The war had started before Halsey moved to Canada and he joined a militia unit in Winnipeg, the 100th Winnipeg Grenadiers. He signed his Officers’ Declaration with the Canadian Expeditionary Force on 10 March 1916. He said he was currently in the militia and he’d also spent 15 months at West Point in the U.S. He was almost 49 years old but he passed himself off as 45 and he was commissioned as a Captain in the 212th Battalion (American Legion). His wife and daughter arrived in Winnipeg from New York on 26 March and they lived in the Fort Garry Hotel at first. Halsey was appointed Quartermaster for his battalion and at the end of April he resigned as manager of the hotel in order to devote more time to his military duties.

In September the 212th Battalion was absorbed into the 97th Battalion and Halsey was transferred to the new unit. The battalion embarked from Halifax on the SS Olympic on 19 September and arrived at Liverpool about a week later. Halsey was assigned to the 7th Reserve Battalion and he served in the UK for seven months. On 1 May 1917 he was transferred to a front line unit, the 38th Battalion, and sent to France. He joined them in the field in early June. In August he was sent on a course at the Divisional Gas School and at the end of August he was appointed Gas Officer for the 12th Infantry Brigade. Back in Winnipeg his daughter Emily was married on 10 November 1917. Her husband, Auguste Robert Napier Blair, was an enlisted soldier in the Railway Construction Troops Draft.

On 30 January 1918 Halsey was transferred to the 78th Battalion and he served with the unit for six months. He was Gas Officer for the 12th Brigade again from June to November 1918. The Armistice ended hostilities on the Western Front in November and at the end of the month Halsey returned to England. He was detailed to the Canadian School of Cookery until the following spring. He sailed for Canada on 3 May 1919 on the SS Mauretania, arriving in Halifax about a week later and getting discharged on demobilization on 17 May.
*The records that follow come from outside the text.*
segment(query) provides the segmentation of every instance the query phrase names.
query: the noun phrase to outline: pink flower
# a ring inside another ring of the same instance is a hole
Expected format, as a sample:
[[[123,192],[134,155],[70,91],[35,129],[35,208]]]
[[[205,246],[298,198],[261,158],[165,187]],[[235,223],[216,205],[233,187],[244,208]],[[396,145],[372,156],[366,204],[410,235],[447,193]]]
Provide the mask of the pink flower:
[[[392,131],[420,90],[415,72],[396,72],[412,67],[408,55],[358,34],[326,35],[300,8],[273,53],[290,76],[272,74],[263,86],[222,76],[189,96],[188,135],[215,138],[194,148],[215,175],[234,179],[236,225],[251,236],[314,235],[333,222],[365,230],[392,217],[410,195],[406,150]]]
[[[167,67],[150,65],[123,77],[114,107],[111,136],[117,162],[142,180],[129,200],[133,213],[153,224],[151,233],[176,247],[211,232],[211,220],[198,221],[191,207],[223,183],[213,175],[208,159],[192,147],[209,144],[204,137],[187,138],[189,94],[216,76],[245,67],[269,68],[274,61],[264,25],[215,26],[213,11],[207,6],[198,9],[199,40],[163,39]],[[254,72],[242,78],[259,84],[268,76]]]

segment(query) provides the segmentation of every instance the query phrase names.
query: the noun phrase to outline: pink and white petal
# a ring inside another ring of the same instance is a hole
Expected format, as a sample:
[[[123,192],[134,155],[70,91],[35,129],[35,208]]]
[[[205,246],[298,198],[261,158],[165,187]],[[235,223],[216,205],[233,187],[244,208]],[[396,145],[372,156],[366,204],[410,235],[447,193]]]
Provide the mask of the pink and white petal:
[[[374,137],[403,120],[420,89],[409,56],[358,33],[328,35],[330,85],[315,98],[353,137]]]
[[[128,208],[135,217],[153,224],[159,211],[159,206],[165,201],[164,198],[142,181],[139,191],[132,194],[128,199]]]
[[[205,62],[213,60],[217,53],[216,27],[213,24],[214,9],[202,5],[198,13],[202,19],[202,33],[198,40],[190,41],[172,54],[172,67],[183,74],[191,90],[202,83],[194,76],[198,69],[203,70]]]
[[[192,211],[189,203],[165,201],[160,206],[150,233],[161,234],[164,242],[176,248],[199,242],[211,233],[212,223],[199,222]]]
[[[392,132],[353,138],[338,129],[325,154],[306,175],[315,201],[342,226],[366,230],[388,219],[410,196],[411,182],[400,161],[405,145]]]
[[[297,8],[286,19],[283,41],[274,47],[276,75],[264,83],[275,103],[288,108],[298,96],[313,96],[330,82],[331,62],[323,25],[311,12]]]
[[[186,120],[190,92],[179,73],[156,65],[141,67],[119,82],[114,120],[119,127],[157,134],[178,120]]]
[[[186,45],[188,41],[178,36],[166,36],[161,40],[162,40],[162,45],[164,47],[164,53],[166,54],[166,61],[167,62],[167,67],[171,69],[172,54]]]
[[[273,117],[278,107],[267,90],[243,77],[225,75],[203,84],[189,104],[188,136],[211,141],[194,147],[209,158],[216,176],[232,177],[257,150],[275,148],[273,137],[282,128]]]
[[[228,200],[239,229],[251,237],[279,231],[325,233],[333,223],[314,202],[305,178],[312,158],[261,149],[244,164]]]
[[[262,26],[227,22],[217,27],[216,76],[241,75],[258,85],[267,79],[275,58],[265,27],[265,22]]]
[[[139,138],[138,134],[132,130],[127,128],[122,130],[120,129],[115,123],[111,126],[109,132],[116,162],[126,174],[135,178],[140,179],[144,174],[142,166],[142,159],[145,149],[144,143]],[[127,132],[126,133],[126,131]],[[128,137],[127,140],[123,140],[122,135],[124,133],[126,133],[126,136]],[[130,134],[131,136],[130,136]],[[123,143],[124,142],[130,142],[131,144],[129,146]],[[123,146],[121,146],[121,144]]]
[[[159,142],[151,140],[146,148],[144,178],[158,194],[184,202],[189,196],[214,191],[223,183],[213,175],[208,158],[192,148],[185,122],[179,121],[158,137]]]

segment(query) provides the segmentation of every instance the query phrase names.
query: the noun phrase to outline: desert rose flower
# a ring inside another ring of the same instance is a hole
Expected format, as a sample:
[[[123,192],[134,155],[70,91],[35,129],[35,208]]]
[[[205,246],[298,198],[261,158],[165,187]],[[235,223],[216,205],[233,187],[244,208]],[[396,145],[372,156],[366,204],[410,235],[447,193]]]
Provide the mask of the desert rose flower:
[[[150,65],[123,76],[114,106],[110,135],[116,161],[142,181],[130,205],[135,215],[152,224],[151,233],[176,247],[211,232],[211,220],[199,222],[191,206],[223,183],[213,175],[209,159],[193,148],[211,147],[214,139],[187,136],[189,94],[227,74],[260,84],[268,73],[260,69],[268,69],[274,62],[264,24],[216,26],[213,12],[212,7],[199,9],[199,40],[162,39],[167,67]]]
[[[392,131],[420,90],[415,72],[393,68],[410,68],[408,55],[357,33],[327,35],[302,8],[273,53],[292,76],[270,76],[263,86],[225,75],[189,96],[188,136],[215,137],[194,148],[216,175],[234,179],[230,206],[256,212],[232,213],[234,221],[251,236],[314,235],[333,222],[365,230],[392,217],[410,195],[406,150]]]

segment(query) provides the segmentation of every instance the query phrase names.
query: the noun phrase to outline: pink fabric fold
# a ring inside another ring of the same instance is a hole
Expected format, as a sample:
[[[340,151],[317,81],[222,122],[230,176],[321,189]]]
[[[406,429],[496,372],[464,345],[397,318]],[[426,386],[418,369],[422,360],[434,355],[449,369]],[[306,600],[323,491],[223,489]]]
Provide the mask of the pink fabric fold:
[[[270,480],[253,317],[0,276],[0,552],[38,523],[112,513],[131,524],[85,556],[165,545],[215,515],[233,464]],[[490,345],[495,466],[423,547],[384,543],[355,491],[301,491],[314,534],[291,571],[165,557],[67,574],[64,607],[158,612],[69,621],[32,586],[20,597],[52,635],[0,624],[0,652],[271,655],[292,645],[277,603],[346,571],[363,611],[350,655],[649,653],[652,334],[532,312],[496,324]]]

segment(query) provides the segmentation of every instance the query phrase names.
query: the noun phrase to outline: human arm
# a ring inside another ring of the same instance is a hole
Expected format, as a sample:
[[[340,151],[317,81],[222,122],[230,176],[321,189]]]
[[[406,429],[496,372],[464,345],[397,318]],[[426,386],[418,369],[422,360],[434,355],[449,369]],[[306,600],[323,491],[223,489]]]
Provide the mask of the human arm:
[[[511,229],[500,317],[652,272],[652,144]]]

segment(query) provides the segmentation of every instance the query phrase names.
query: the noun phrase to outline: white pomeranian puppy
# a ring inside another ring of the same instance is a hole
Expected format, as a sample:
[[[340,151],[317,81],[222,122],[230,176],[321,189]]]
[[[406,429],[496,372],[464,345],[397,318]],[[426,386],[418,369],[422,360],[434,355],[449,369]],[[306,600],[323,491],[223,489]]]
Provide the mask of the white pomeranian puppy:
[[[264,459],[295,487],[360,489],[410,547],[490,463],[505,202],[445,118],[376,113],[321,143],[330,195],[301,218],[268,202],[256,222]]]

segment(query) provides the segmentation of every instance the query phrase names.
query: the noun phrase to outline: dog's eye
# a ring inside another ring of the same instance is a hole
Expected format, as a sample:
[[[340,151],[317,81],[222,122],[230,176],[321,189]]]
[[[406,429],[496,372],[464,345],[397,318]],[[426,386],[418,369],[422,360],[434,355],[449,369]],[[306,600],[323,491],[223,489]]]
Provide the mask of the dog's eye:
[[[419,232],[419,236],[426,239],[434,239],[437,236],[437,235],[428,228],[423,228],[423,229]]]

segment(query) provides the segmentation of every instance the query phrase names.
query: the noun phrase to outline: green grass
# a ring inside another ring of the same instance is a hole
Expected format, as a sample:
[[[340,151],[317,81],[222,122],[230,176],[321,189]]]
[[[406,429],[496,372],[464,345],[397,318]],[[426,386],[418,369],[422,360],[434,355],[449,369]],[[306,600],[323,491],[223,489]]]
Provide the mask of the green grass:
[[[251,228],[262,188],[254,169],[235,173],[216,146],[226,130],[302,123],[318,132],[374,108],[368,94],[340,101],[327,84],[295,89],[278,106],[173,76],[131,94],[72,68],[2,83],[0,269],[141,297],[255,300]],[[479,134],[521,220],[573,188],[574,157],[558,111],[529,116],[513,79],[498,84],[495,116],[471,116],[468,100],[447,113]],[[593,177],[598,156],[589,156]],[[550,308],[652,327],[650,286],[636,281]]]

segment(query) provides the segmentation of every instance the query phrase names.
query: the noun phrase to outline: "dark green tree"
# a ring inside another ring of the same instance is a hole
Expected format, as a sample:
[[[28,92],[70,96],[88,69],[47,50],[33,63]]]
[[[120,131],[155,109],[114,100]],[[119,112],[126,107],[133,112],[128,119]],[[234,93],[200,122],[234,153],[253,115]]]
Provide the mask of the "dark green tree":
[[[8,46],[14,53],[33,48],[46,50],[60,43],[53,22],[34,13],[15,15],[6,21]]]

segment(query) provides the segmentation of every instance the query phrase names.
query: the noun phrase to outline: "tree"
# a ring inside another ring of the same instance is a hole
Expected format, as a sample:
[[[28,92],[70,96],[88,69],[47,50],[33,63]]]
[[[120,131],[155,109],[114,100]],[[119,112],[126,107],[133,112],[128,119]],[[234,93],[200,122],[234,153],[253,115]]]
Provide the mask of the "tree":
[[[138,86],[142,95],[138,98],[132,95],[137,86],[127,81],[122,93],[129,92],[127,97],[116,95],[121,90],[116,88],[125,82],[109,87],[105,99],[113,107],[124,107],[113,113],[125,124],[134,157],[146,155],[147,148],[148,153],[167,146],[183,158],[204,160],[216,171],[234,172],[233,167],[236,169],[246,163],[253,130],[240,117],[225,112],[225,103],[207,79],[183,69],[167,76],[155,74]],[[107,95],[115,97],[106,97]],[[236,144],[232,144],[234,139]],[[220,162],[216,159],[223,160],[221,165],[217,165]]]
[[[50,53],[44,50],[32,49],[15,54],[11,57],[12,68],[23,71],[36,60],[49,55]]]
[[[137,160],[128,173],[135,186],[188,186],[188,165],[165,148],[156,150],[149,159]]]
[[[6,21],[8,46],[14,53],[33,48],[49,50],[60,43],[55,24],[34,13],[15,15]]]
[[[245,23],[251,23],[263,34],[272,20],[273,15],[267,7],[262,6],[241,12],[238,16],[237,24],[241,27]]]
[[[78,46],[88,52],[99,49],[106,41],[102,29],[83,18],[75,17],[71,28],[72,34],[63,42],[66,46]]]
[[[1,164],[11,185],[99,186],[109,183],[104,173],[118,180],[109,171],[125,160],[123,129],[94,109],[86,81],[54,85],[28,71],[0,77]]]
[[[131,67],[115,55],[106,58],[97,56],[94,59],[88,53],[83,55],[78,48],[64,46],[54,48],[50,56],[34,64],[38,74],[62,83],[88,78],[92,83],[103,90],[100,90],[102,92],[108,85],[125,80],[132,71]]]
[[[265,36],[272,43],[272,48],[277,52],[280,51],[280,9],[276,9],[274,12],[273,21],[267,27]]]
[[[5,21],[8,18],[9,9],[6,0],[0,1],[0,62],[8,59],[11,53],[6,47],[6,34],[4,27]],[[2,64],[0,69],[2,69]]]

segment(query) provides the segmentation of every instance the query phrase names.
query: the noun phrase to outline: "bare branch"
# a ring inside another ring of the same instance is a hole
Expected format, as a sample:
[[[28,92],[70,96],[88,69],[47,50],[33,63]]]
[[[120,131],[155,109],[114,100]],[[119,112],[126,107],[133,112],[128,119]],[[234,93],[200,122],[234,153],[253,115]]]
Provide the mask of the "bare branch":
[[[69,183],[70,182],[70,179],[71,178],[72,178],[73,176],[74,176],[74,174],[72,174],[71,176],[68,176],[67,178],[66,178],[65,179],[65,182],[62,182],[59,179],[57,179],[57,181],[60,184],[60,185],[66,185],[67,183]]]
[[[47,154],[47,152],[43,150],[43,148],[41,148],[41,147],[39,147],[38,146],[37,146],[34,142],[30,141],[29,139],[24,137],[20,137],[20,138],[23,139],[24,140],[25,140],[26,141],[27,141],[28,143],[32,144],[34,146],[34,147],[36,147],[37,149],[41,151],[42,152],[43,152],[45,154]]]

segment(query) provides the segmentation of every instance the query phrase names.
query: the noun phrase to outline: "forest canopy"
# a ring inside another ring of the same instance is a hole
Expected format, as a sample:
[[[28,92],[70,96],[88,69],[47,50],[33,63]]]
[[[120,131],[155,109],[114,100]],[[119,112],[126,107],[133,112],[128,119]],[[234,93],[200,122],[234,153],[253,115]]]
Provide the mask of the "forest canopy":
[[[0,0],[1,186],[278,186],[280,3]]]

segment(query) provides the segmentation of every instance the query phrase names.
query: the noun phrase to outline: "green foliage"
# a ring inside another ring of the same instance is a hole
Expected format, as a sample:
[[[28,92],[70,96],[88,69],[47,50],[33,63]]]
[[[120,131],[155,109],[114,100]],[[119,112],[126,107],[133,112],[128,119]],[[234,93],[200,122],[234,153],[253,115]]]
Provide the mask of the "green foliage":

Halsey returned to Winnipeg, where his wife and daughter were still living, and in January 1920 they moved to Kenora, Ontario. Halsey became the manager of the Tourist Hotel and he and his wife lived in Kenora for about three years. He spent a few months in Vancouver before moving to Los Angeles, California in November 1923. His wife joined him there about two years later. Halsey was retired by then but he apparently found work as an extra at studios in Hollywood, where he met the actress Bertha Kirk. He was 61 years old at the time and Bertha was about fifty. On the morning of 8 September 1928 Halsey shot Bertha as she was getting out of a vehicle in front of her home. He then turned the gun on himself and took his own life. Bertha died a short time later.

Halsey’s wife passed away in Los Angeles in 1931. Their daughter, Elsie Emily Blair, died in 1944 and she’s buried at Rose Hills Memorial Park in Whittier, California. She was survived by her husband and two daughters, Carolyn (Mrs. William Menefee) and Gloria. Her husband remarried and died in England in 1962. Gloria (Mrs. James Benson) passed away in 2019 and she’s interred at Rose Hills Memorial Park.